The pandemic has wrought much change -- and lots of new risks -- to businesses of all types. It's up to CIOs to navigate the company safely around obstacles and threats. That much hasn't changed. But CIOs should be proactive about both.

For example, protecting the company as employees migrated to their work-from-home offices was one big challenge. Their return to the office or to work in hybrid arrangements is another. But CIOs who want to impress CEOs as a strategic business partner know to look for other evolving risks, too.

"The challenge for the CIO now is continuing to innovate without duplicating risk," said Mike Anderson, chief digital and information officer at Netskope, a security software company located in Santa Clara, Calif. "They [also] need to get ahead of new insider threats that may stem partly from 'the great resignation.'"

5. Create the future

To remain a leader, CIOs must be more than excellent problem-solvers.

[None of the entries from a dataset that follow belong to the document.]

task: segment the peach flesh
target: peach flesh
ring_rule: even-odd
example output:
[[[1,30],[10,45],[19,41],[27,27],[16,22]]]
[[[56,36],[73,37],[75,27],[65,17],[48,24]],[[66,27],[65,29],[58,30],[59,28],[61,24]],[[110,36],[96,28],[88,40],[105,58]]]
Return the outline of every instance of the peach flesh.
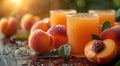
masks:
[[[88,60],[95,62],[95,63],[99,63],[99,64],[111,62],[117,54],[117,46],[115,42],[111,39],[104,40],[103,42],[105,45],[105,49],[101,51],[100,53],[96,54],[92,50],[92,45],[94,44],[95,41],[96,40],[92,40],[88,42],[88,44],[85,47],[84,52]]]

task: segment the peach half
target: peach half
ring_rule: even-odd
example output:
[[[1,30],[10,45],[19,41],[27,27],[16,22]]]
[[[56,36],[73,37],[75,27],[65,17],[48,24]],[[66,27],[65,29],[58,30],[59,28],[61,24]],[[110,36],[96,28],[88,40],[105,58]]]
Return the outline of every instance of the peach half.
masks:
[[[14,17],[2,18],[0,20],[0,31],[5,35],[5,37],[10,37],[17,32],[19,23]]]
[[[64,25],[52,26],[48,30],[48,33],[55,39],[54,48],[58,48],[68,42],[67,29]]]
[[[112,61],[117,54],[117,46],[111,39],[92,40],[87,43],[84,50],[88,60],[103,64]]]
[[[39,20],[40,18],[38,16],[34,16],[32,14],[25,14],[21,19],[21,28],[24,31],[29,32],[33,24]]]
[[[29,36],[29,47],[37,54],[49,52],[53,48],[53,37],[40,29],[33,31]]]

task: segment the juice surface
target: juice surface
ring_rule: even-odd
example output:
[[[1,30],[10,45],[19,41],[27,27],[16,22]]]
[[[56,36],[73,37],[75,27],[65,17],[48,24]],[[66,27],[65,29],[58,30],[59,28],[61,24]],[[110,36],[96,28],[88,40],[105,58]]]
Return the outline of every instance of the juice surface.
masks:
[[[98,13],[100,16],[100,25],[106,21],[110,21],[111,26],[115,24],[115,11],[114,10],[89,10],[89,13]]]
[[[84,56],[84,47],[92,40],[91,34],[98,34],[99,16],[77,14],[67,17],[67,34],[73,56]]]

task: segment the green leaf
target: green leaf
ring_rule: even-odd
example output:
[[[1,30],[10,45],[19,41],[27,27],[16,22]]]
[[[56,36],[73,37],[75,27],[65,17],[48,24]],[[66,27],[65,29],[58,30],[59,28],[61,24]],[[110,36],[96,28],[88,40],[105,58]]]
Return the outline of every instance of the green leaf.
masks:
[[[115,66],[120,66],[120,60],[115,64]]]
[[[40,56],[40,58],[54,58],[54,57],[59,57],[57,51],[48,52]]]
[[[100,37],[98,35],[92,34],[92,39],[96,39],[96,40],[101,40]]]
[[[117,10],[116,12],[116,21],[119,22],[120,21],[120,8]]]
[[[103,25],[102,25],[102,32],[107,29],[107,28],[110,28],[111,25],[110,25],[110,22],[109,21],[106,21]]]
[[[58,48],[58,54],[64,59],[68,59],[71,52],[71,47],[69,44],[62,45]]]

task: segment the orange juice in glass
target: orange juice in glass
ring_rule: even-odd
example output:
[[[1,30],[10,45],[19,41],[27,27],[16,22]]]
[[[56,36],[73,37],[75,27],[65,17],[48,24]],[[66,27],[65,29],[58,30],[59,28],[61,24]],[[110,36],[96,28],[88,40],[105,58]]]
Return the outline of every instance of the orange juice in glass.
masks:
[[[69,13],[76,13],[76,10],[51,10],[50,11],[51,26],[55,26],[58,24],[66,26],[66,16]]]
[[[100,25],[106,21],[110,21],[111,26],[115,24],[115,10],[89,10],[88,12],[100,15]]]
[[[99,15],[76,13],[67,15],[68,43],[71,46],[71,55],[84,57],[84,47],[92,40],[91,34],[98,35]]]

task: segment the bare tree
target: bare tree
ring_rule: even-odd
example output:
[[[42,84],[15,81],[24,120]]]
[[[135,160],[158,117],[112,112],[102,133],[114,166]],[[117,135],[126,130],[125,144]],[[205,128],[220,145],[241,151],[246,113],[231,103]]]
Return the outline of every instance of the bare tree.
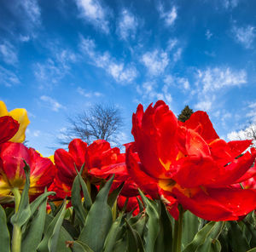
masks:
[[[102,139],[119,144],[116,140],[123,125],[120,110],[113,105],[96,104],[88,111],[68,117],[69,126],[62,132],[59,142],[67,145],[74,138],[87,144]]]
[[[244,130],[244,135],[247,139],[253,140],[253,145],[256,146],[256,124],[250,123],[249,126]]]

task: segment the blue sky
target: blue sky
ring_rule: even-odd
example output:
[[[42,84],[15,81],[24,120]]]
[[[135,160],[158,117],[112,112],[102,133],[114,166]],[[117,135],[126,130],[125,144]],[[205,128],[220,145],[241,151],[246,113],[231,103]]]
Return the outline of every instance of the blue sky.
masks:
[[[61,147],[67,117],[94,103],[207,111],[218,135],[256,123],[253,0],[0,1],[0,100],[24,107],[26,139]]]

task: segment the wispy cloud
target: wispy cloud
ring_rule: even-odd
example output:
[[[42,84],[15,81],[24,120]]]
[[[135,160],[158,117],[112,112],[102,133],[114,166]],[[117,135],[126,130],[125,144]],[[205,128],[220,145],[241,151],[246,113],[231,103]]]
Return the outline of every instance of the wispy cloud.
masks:
[[[41,88],[58,83],[70,72],[71,64],[76,62],[77,55],[69,49],[57,49],[45,62],[34,65],[34,75],[41,82]]]
[[[22,0],[19,1],[26,13],[27,18],[32,22],[32,25],[38,26],[40,24],[41,11],[38,3],[36,0]]]
[[[103,32],[108,33],[108,14],[109,9],[103,8],[98,0],[75,0],[80,13],[80,17],[99,28]]]
[[[157,100],[164,100],[170,104],[172,100],[172,97],[170,92],[168,92],[166,86],[160,88],[156,81],[148,81],[143,83],[141,86],[137,87],[137,92],[140,95],[140,98],[143,100],[149,102],[155,101]]]
[[[207,29],[207,32],[206,32],[207,39],[209,40],[212,37],[212,35],[213,34],[210,32],[210,30]]]
[[[247,72],[245,70],[232,71],[230,67],[207,68],[198,70],[196,79],[197,86],[203,93],[207,93],[246,83]]]
[[[174,77],[167,74],[164,78],[164,83],[168,85],[168,87],[176,86],[183,90],[189,90],[190,89],[189,82],[186,77]]]
[[[56,112],[59,112],[60,109],[65,108],[65,106],[57,100],[47,95],[42,95],[40,100],[44,102],[44,106]]]
[[[11,87],[19,83],[20,83],[20,81],[14,72],[0,66],[0,85],[3,84],[6,87]]]
[[[83,95],[85,98],[101,97],[103,95],[103,94],[100,92],[91,92],[91,91],[88,92],[84,89],[82,89],[81,87],[78,87],[77,91],[79,94]]]
[[[244,46],[246,49],[251,49],[254,38],[256,37],[255,27],[247,26],[246,27],[237,27],[233,26],[233,34],[235,36],[235,40]]]
[[[117,83],[129,83],[137,77],[135,66],[131,64],[125,66],[124,62],[112,57],[108,52],[97,51],[94,40],[90,38],[81,37],[80,49],[84,54],[89,56],[89,63],[107,71]]]
[[[6,64],[15,66],[18,63],[17,51],[8,41],[0,44],[0,55]]]
[[[141,61],[148,68],[149,74],[158,76],[165,72],[169,64],[169,57],[167,53],[155,49],[153,52],[145,53]]]
[[[230,67],[207,68],[197,70],[195,74],[195,93],[198,95],[195,109],[209,111],[218,100],[217,92],[224,91],[230,87],[239,87],[247,83],[247,77],[245,70],[233,71]]]
[[[123,40],[134,39],[138,26],[137,18],[128,9],[123,9],[117,26],[117,33]]]
[[[221,2],[225,9],[236,8],[239,3],[239,0],[221,0]]]
[[[172,26],[177,17],[177,9],[175,6],[172,6],[172,9],[169,11],[166,11],[164,9],[163,4],[159,5],[159,12],[160,18],[165,20],[165,24],[167,26]]]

The true winners step up to help create the company's future, too -- and work with the CEO to do so.

"CIOs are helping CEOs to not only reimagine the future but create certainty around achieving that future with delivery disciplines and value realization strategies tuned for tech," Priest said.

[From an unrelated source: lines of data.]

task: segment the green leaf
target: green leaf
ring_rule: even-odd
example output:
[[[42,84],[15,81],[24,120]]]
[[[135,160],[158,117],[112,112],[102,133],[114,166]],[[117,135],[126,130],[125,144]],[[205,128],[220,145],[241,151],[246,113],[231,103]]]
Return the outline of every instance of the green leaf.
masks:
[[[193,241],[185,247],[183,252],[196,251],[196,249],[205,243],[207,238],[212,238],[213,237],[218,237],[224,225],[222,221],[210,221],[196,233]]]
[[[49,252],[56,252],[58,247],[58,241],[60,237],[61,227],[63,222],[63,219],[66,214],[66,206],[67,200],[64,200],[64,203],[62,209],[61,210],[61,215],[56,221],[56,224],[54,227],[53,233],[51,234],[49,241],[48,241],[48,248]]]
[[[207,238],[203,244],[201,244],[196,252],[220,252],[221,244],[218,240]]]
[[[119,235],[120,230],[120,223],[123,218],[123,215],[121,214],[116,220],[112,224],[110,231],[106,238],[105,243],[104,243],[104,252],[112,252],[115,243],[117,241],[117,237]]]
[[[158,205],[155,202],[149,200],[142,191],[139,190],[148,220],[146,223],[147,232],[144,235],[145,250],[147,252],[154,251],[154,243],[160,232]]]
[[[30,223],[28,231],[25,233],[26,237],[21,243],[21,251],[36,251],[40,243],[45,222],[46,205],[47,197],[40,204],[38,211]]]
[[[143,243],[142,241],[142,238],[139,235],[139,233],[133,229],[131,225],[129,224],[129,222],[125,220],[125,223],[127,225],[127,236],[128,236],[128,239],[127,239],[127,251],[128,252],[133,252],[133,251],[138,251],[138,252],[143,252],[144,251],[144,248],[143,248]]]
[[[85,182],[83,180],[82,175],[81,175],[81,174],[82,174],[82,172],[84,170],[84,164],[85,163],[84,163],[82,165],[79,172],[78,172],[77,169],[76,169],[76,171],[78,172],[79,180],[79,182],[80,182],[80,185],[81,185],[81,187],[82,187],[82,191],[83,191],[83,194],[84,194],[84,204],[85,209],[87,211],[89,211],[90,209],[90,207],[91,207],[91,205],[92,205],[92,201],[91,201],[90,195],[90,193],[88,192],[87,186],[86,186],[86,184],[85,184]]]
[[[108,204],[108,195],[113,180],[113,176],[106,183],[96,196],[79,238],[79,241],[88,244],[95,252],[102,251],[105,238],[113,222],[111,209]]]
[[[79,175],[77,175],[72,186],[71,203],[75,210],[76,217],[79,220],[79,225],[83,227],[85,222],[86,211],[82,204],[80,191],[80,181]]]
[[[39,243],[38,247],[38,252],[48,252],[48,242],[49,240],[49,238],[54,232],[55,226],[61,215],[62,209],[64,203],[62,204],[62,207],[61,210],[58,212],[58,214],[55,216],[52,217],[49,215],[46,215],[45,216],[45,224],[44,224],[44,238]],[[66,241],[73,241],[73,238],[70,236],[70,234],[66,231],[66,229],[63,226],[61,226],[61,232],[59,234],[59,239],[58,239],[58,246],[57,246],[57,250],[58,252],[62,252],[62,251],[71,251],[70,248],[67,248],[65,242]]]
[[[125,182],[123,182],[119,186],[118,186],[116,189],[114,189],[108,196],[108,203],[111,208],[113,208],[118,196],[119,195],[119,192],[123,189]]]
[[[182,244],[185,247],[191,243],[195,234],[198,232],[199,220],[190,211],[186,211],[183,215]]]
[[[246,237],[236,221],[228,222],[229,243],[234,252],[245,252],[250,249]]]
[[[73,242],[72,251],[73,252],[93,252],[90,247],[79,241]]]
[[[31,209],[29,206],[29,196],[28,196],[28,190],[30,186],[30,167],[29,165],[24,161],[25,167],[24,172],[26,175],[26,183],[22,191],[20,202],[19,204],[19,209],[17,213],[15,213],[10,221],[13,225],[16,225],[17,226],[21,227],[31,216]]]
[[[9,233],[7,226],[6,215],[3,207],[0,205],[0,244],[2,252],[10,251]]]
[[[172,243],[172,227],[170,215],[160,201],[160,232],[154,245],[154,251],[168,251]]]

6. Don't wait for permission to make your move

CIOs who want to be a strategic partner to the CEO must impress them with proactivity and courage. IT leaders should not be waiting on someone to tell them the next move.

"You as the CIO have to move upstream in the decision process," said Aviv Ben-Yosef, a tech executive consultant and coach at Aviv Ben-Yosef Consulting. "You cannot wait to be handed a roadmap but should inject yourself to the right meetings ahead of time."

Being a strategic partner means taking the lead. "Once you're around that table where the strategy is formed, speak up," Ben-Yosef advised.

Technology isn't merely a tool but an enabler of business success, he added.

"Help your colleagues in the C-suite realize what is possible and thus put items in the roadmap that make the best use of your organization's capabilities," Ben-Yosef said.